Remember this desert from childhood. I make it now from my grandmother's recipe, but she didn't use the cream cheese. I think this would add more substance (and calories) and plan to try it. I also use only fresh squeezed lemon. I've tried the bottled juice but it doesn't cut the evaporated milk taste as well. One hint: When the recipe says "Well Chilled" it means in the refrigerator at least overnight.


----------



## Country Bumpkins (Feb 18, 2011)

glendajean said:


> Remember this desert from childhood. I make it now from my grandmother's recipe, but she didn't use the cream cheese. I think this would add more substance (and calories) and plan to try it. One hint: When the recipe says "Well Chilled" it means in the refrigerator at least overnight.


Can you share your grandmother's recipe? I am thinking I want to try the Woolworth one with lime jello.


----------



## glendajean (Nov 1, 2012)

The night before put the Pet milk in the refrigerator.

Lemon Fluff
Ingredients :
1 lg. can Pet milk, chilled
1 (3 oz.) pkg. lemon gelatin
1 1/3 c. boiling water
1 c. sugar
1/4 c. fresh squeezed lemon juice
1 sleeve Graham Crackers, crushed
Preparation :
Dissolve gelatin in water.
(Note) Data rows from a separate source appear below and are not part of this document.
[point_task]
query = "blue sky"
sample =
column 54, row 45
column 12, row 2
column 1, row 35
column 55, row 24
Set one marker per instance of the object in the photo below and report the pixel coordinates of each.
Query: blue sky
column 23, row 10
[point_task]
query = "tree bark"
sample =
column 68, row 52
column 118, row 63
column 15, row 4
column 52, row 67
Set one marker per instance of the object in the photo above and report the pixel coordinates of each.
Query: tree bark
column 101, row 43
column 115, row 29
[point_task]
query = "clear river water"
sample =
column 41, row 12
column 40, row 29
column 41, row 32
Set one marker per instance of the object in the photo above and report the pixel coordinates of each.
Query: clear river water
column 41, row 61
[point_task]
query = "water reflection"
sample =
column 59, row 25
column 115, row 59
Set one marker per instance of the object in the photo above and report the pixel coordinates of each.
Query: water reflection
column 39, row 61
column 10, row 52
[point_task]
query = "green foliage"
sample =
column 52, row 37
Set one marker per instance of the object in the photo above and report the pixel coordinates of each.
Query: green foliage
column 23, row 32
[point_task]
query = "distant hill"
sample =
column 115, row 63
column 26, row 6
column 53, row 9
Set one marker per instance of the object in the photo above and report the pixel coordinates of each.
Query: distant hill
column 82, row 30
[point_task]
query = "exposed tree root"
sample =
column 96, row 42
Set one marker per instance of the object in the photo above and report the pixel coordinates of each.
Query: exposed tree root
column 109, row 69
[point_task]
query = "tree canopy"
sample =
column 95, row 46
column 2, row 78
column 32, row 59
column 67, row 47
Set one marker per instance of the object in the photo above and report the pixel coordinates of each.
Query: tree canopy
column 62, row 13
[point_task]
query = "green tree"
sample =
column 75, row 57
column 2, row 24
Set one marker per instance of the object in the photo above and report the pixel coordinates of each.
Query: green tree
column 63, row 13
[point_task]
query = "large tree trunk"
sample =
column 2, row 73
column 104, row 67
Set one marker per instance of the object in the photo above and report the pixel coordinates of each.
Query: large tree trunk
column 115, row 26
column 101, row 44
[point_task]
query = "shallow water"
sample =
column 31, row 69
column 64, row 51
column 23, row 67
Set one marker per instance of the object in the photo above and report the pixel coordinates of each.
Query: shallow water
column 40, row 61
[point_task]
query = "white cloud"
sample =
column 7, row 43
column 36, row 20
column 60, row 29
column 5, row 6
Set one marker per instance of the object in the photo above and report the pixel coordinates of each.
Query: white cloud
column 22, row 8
Refrigerate until thick like jelly.
Whip milk and refrigerate. Whip gelatin until frothy. Add juice
and sugar; fold milk into gelatin. Line a 13 x 9 inch pan with
crushed Graham Crackers, reserving some for top. 
Add gelatin mixture and sprinkle remaining crumbs on top. 
Refrigerate. Cut into squares and serve cold.


----------



## RookieRetiree (Jan 27, 2011)

http://www.food.com/recipe/milnot-cheesecake-327707

This is the Milnot version. Beater, bowl, etc. should be ice cold before whipping the Milnot


----------



## Country Bumpkins (Feb 18, 2011)

glendajean said:


> The night before put the Pet milk in the refrigerator.
> 
> Lemon Fluff
> Ingredients :
> ...


Thanks!


----------



## Country Bumpkins (Feb 18, 2011)

RookieRetiree said:


> http://www.food.com/recipe/milnot-cheesecake-327707
> 
> This is the Milnot version. Beater, bowl, etc. should be ice cold before whipping the Milnot


I use to use Milnot. I will look for it. Thanks


----------



## retiredwoman (Feb 25, 2014)

thanks, looks good.


----------



## Country Bumpkins (Feb 18, 2011)

RookieRetiree said:


> http://www.food.com/recipe/milnot-cheesecake-327707
> 
> This is the Milnot version. Beater, bowl, etc. should be ice cold before whipping the Milnot


I looked for Milnot but couldn't find it here. I use to use it years ago.


----------